Le nucléaire est sous haute surveillance en ce moment après une série d’incidents au Royaume Uni et en Chine.
Au Royaume Uni, deux centrales posent problème : la centrale de Torness en Ecosse et Heysham 2 en Angleterre. Ces deux centrales dont le fonctionnement devait se terminer en 2030, sont susceptibles de s’arrêter avant, en raison de brèches apparues dans les réacteurs. Cette sureté nucléaire défaillante pourrait bien compromettre les objectifs de neutralité carbone prévue pour 2050 par le pays. Plus inquiétant encore, selon Richard Bradfield, directeur technique chez EDF, il faut s’attendre à des incidents similaires dans d’autres centrales du pays. En effet, des brèches pourraient bien faire rapidement leur apparition dans deux autres centrales plus anciennes du pays, Heysham 1 et Hartlepool, qui doivent normalement fermer en 2024. Il y a une semaine, EDF avait annoncé qu'il allait fermer sa centrale nucléaire de Dungeness B, dans le sud de l'Angleterre, à l'arrêt depuis 2018 en raison de problèmes techniques. Tous ces incidents posent de réelles questions sur l’état de santé du parc nucléaire anglais alors même qu’un nouveau projet de réacteur nucléaire pressurisé européen (EPR) destiné à une centrale en construction à Hinkley a été retenu. Mais entre des coûts à la hausse et des retards déjà prévus de livraison, sa mise en service n’est pas pour tout de suite.

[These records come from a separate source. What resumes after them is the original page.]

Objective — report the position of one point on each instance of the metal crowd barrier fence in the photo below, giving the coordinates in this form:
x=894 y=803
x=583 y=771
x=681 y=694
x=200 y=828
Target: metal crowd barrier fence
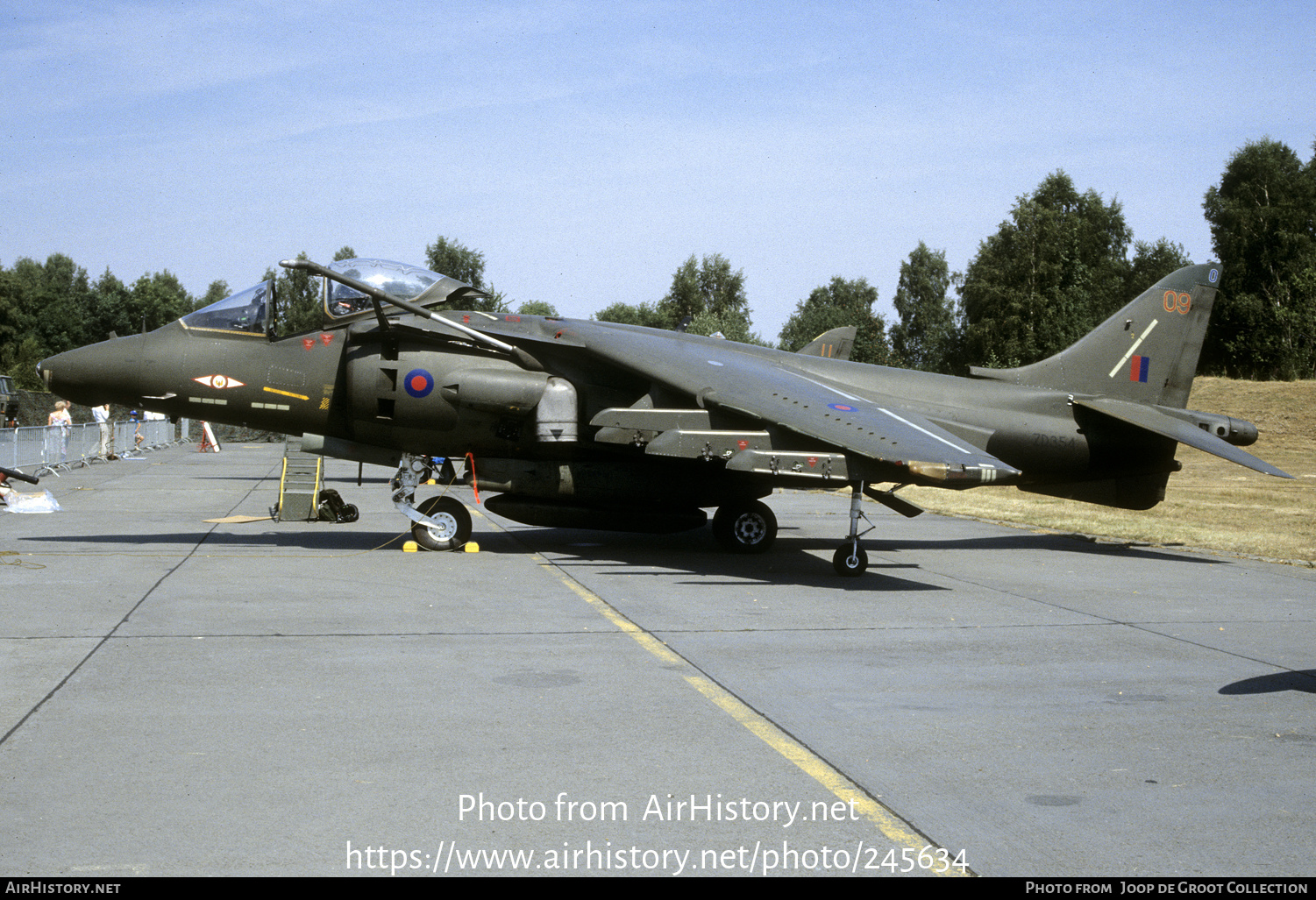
x=57 y=448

L’Angleterre n’est pas le seul pays aux prises avec un parc nucléaire défaillant. On apprend que la Chine enregistre également des problèmes avec un réacteur EPR installé dans la centrale de Taishan. Outre le Royaume Uni, les deux réacteurs de Taishan sont pour l'instant les seuls EPR, de conception française, a être entrés en service dans le monde. D'autres exemplaires sont en construction en Finlande et en France à Flamanville
Le 3 juin dernier, Framatome, la filiale d’EDF, déclarait que le réacteur numéro 1 de la centrale présente « un risque radioactif imminent ». C’est le second cas d’ "inétanchéité " sur ce réacteur depuis 2018. La concentration de gaz rares dans le circuit primaire est en hausse préoccupante et une fuite radioactive a même été détectée. Même si EDF se veut rassurant en déclarant que « La présence de certains gaz rares dans le circuit primaire est un phénomène connu, étudié et prévu par les procédures d'exploitation des réacteurs », il n’empêche que le risque d’une pollution radioactive persiste. En effet, comme nous l’explique, Yves Marignac, un expert en sureté nucléaire : « en temps normal, le circuit primaire est purgé des gaz rares. Ceux-ci sont alors stockés dans des réservoirs de traitement, le temps de perdre en nocivité. Le xénon voit par exemple sa radioactivité divisée par deux toutes les neuf heures. Les gaz sont ensuite rejetés dans l'atmosphère. « Plus un circuit primaire est contaminé, plus les dégazages doivent être réalisés en flux tendus, plus les temps de décontamination des gaz sont courts et plus la radioactivité rejetée dans l'atmosphère est importante ». Un tel seuil de contamination aurait conduit les autorités françaises à arrêter le réacteur depuis longtemps déjà. Ce qui apparait comme une mesure de sécurité évidente et indispensable à ce niveau, ne l'est pas pour les autorités chinoises qui ne veulent pas stopper le réacteur.
Difficile encore à ce stade de déterminer les causes de tous ces incidents dont on nous dit qu’ils sont surveillés et sous contrôle. L’histoire récente du nucléaire dans le monde nous a déjà montré qu’entretenir une certaine opacité autour des réacteurs nucléaires peut mener à des catastrophes. Certes, les économies mondiales sont reparties et tout doit tourner à plein régime, mais ces incidents ont une origine qu'il serait dangereux de minimiser. Une chose est sure, c’est qu’ils vont apporter beaucoup d’eau au moulin de tous les opposants au nucléaire.